Наконец, сам герой заявляет: "Я решительно не знаю, зачем я пришел сюда" (11, 8). Стимул этот пока не понятен читателю. Авторский комментарий к состоянию героя лишь усиливает впечатление загадочности поступка: "Похоже было на то, что он решился на что-то чрезвычайное и неоспоримое и в то же время почти для него невозможное" (11, 7).
Следующий этап предварительной беседы Ставрогина с Тихоном выводит как раз к проблеме источников стимула, хотя точнее будет сформулировать ее так: не что движет, а кто движет. Ставрогин вдруг с неожиданной искренностью, даже простодушием признается, что "он видит иногда или чувствует подле себя какое-то злобное существо, насмешливое и "разумное", в разных лицах и в разных характерах; но оно одно и то же, а я всегда злюсь…" (11, 9). Тихон сразу воспринимает это как признание в общении с чертом. Сначала Николай настаивает, что видение - "это я сам в разных видах и больше ничего". Затем после уверения старца, что "бесы существуют несомненно", Ставрогин признается "серьезно и нагло": "Я верую в беса, верую канонически, в личного, а не в аллегорию" (11, 10) - и тут же задает вопрос:
- А можно ль веровать в беса, не веруя совсем в Бога?..
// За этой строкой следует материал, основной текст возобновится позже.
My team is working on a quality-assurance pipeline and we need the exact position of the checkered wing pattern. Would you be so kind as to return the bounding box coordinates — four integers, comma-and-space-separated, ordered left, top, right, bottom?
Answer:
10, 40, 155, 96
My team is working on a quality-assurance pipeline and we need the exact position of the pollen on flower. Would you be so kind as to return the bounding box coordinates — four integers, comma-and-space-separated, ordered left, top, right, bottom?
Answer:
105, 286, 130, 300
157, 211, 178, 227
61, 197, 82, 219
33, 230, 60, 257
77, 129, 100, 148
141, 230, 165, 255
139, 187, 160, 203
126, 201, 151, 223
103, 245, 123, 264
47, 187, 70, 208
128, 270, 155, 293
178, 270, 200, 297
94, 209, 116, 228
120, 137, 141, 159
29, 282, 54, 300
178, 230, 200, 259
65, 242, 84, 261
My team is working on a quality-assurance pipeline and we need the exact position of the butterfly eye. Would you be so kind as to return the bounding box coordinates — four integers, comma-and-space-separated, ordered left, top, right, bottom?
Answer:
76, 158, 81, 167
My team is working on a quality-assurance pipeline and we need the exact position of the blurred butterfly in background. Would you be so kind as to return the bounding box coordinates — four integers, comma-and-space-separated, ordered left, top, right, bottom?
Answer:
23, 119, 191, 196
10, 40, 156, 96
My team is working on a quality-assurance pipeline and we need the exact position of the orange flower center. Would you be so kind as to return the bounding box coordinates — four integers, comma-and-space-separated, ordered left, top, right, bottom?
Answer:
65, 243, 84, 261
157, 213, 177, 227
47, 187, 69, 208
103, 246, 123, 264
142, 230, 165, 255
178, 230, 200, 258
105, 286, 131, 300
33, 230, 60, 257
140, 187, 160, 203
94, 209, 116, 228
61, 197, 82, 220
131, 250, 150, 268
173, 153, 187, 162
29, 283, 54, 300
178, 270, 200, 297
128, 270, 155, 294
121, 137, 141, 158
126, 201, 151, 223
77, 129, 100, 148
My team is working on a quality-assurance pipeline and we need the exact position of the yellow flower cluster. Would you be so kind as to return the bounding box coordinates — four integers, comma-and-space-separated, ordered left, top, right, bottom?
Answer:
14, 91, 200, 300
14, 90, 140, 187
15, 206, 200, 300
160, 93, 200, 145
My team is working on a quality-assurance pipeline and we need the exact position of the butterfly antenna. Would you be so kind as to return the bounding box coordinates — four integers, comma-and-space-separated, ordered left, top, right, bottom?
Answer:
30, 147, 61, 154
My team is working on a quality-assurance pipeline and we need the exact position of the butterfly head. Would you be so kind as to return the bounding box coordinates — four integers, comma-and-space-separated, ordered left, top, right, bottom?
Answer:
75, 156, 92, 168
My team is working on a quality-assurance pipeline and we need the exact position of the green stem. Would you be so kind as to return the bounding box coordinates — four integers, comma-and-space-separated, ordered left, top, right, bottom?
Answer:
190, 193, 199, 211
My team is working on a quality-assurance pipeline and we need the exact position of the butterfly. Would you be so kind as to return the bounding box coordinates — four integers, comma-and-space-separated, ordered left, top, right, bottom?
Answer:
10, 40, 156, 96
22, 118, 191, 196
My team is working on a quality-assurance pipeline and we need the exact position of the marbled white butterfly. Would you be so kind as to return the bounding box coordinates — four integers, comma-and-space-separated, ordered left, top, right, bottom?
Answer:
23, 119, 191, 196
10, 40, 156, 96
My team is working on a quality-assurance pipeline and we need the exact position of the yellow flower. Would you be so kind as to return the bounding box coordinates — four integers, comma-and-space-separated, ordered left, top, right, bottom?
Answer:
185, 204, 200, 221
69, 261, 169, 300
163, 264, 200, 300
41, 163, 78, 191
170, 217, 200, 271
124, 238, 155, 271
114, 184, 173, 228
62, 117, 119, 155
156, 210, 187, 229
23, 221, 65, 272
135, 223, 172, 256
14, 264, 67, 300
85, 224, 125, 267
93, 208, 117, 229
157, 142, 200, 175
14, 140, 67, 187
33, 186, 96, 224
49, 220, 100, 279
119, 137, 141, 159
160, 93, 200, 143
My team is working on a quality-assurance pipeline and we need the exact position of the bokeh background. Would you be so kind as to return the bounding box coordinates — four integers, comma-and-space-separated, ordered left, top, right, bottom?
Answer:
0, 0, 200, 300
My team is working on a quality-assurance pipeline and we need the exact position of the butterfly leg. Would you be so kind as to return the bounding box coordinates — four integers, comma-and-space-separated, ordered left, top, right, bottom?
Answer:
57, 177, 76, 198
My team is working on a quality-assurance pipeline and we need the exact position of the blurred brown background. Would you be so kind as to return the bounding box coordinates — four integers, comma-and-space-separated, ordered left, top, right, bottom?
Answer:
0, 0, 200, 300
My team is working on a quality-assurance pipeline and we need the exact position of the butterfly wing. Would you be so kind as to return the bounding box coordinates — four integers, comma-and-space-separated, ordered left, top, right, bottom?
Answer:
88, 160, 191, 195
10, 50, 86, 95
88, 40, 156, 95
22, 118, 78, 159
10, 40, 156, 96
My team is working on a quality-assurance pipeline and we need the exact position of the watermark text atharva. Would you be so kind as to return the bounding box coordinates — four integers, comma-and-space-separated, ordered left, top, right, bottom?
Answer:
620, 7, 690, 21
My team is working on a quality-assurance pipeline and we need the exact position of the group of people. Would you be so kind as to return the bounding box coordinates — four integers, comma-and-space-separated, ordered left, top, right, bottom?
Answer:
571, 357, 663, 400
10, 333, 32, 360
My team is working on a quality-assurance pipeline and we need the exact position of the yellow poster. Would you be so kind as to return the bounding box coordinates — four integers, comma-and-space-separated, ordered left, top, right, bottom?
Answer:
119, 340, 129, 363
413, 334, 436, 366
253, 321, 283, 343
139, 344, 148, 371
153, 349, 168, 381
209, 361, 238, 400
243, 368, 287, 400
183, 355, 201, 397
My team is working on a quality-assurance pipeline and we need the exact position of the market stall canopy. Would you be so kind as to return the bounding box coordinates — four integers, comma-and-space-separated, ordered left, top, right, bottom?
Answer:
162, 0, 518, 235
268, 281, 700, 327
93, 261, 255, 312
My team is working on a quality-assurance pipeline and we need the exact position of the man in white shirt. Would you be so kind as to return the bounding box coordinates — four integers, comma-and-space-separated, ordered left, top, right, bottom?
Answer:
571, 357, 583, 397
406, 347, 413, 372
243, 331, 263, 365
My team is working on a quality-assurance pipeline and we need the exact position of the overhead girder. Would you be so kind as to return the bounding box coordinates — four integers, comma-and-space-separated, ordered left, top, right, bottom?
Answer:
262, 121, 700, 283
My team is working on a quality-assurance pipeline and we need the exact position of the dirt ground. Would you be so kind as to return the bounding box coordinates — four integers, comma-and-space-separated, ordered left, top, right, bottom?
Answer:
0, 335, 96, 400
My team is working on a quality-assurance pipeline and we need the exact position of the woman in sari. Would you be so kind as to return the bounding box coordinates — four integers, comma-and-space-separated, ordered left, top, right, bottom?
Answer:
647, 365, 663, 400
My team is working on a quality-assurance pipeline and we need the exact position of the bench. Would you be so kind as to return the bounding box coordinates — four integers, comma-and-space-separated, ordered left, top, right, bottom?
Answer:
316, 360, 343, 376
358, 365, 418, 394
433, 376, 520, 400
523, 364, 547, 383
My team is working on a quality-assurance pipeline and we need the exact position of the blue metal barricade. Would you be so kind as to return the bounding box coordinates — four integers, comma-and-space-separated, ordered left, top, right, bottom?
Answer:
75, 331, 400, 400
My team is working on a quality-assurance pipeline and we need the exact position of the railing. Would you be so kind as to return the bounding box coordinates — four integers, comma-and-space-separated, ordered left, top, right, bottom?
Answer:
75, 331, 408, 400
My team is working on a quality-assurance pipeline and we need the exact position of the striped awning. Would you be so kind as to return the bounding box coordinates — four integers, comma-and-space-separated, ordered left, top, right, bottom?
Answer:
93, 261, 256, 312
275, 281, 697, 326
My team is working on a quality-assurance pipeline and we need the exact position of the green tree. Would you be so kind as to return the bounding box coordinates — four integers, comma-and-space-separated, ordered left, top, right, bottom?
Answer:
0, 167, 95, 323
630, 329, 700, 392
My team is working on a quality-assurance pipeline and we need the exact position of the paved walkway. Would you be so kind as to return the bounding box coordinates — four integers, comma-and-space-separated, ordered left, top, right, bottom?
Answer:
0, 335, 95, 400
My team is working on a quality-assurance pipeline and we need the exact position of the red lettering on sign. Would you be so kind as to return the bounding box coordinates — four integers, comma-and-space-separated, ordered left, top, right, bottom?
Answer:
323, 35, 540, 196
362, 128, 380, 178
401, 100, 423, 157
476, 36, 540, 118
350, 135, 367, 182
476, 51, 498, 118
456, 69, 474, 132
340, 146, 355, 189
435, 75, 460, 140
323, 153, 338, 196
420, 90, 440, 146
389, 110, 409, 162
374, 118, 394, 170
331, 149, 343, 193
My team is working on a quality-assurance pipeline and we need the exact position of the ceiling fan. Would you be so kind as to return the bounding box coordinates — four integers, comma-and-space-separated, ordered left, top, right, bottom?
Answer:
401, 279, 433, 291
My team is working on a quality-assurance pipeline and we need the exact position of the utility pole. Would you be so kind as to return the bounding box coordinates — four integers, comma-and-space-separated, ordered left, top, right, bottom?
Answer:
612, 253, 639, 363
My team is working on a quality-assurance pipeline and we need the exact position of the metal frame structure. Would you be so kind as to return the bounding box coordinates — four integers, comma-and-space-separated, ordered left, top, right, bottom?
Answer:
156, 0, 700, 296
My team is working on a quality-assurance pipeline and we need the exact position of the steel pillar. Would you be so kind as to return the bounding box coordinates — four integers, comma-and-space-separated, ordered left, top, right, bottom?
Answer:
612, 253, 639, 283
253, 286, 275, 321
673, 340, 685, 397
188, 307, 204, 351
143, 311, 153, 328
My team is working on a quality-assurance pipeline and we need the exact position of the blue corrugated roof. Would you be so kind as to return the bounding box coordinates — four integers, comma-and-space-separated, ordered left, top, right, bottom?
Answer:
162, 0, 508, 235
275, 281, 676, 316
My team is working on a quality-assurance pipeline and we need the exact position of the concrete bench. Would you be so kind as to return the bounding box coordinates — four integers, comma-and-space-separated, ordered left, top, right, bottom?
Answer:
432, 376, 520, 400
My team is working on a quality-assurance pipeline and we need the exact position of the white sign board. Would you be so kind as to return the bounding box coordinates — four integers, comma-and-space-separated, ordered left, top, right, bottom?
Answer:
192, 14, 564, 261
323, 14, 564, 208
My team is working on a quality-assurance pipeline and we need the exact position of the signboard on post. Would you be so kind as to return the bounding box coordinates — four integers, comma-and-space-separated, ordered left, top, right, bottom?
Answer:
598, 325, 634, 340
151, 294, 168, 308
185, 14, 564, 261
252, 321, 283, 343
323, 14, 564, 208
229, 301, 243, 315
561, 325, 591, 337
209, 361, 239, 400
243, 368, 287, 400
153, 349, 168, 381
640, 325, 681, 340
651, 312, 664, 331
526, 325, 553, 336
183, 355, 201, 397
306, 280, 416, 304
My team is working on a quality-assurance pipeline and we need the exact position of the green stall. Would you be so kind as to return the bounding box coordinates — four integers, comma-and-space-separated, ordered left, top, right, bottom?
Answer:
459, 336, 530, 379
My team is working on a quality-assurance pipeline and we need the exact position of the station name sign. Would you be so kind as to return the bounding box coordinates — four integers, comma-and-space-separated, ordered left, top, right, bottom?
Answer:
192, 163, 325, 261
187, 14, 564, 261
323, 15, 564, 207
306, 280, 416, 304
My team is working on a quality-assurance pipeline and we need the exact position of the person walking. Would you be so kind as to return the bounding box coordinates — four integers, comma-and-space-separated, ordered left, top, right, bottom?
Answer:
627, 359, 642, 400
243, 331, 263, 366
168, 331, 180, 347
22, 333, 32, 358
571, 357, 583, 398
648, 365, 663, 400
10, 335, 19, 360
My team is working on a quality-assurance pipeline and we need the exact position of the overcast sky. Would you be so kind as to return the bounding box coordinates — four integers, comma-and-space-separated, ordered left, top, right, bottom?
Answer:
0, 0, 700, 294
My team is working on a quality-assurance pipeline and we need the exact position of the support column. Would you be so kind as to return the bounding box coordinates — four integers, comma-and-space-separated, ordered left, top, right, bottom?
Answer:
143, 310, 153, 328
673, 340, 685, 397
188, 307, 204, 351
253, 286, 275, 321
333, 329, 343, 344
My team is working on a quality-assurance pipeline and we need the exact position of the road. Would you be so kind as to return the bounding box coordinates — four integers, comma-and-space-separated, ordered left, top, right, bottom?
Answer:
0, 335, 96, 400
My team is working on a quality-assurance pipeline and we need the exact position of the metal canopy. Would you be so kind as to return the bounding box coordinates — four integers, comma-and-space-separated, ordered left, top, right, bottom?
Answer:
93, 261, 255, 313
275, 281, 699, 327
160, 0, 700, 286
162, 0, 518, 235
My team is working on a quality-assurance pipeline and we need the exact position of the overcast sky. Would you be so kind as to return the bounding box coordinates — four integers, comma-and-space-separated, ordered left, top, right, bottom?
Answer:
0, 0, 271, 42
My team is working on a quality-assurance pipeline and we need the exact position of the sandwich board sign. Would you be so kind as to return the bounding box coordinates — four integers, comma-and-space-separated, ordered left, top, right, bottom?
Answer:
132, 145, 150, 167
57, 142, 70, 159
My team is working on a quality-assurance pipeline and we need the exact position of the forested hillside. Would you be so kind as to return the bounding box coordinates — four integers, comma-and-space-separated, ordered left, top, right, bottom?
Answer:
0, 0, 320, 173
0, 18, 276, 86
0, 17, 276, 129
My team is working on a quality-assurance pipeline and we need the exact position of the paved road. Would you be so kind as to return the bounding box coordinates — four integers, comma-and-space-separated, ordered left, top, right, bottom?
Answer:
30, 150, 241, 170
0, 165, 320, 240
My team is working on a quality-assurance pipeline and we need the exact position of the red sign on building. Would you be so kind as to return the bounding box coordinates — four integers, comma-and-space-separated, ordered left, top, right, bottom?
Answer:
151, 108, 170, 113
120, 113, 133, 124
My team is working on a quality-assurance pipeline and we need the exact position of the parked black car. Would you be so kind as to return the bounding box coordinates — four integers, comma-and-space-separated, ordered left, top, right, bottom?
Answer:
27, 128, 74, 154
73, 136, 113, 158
- О, очень можно, сплошь и рядом, - поднял глаза Тихон и тоже улыбнулся.
Как справедливо заметил С. Булгаков: "И это был ответ о Ставрогине. В том состоянии одержимости, в каком находится Ставрогин, он является как бы отдушиной из преисподней, через которую проходят адские испарения. Он есть не что иное, как орудие провокации зла" 15 . Бес овладел волей маловерующего.